The European Environment Agency published its first volume of ‘late lessons’ in 2001. Just over ten years later, the second volume covers a staggering amount of new analysis, including PCE, lead in petrol, tobacco, DBCP, nanotechnology, alien species etc. That we already need a second volume fairly soon after the first, is explained by the fact that warnings from the first volume arguably have not been heeded, and that new technologies are rolled out at staggering speed.

It is impossible to argue for or against specific chapters in the volume on scientific grounds – no doubt others will do it (included vested interests). I flag the report on the blog, for it is a treasure trove for risk management teaching and research. Indeed arguably one could teach an entire course using just the report: for the Agency does not only summarise and report on the science, it also infers risk management choices from the ‘late lessons’ learned. Particularly insightful is the review of 88 cases of ‘false positives’: in contrast with the first volume (which had been criticised for this), the second volume does look into 88 case-studies where precautionary action was alleged to have led to greater actual occurrence of harm, rather than prevent it. The EEA concludes that in only 4 cases, this was indeed the case.

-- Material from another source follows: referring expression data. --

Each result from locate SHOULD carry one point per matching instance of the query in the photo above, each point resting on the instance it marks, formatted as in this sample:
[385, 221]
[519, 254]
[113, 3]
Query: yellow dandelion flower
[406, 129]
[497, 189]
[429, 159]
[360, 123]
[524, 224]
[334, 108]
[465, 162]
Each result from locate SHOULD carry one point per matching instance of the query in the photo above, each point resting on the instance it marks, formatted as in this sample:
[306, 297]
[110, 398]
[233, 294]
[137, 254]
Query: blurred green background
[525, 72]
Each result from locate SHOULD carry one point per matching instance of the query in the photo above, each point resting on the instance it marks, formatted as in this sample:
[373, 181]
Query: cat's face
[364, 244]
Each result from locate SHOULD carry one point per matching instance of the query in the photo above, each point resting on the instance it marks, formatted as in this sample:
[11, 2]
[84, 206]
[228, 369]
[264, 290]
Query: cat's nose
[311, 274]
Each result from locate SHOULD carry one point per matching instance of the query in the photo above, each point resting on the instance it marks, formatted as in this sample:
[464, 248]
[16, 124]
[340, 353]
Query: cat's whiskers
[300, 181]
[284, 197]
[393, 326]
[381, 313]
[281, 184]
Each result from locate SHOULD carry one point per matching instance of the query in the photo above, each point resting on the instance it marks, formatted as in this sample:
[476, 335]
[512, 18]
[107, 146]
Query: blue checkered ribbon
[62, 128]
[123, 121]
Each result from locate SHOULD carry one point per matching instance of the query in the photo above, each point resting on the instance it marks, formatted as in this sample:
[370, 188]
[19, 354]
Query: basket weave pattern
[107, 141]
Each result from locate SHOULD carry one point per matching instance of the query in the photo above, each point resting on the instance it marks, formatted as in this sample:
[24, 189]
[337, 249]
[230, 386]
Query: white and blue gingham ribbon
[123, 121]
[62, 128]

Critics argue that the 88 cases are inevitably selective. They also argue that going back in time, there are many more such examples (which I must say undermines their cause somewhat, for some of the examples quoted effectively go back to the times of witchcraft – or suspicion thereof). One could also argue of course that many developments which never raised suspicion and which have changed human life for the better, are not reported on either. However there is of course no reason why humanity should not be able to adopt an and /and approach: one which encourages harmless technologies as well as protect us from harmful ones. This is not a zero sum game (compensate the misses with the hits): it surely ought to be overwhelmingly positive.

The EEA today, incidentally, in a press release feels vindicated in its stance on neonicotinoids. The European Commission, as a result of a comitology (dont’ ask; this is EU administrative procedure; very very relevant but I shall not explain it here) quirkiness banned three neonicotinoid insecticides from use in the EU, after Member States failed to agree to either adopt or reject the proposal.

Geert.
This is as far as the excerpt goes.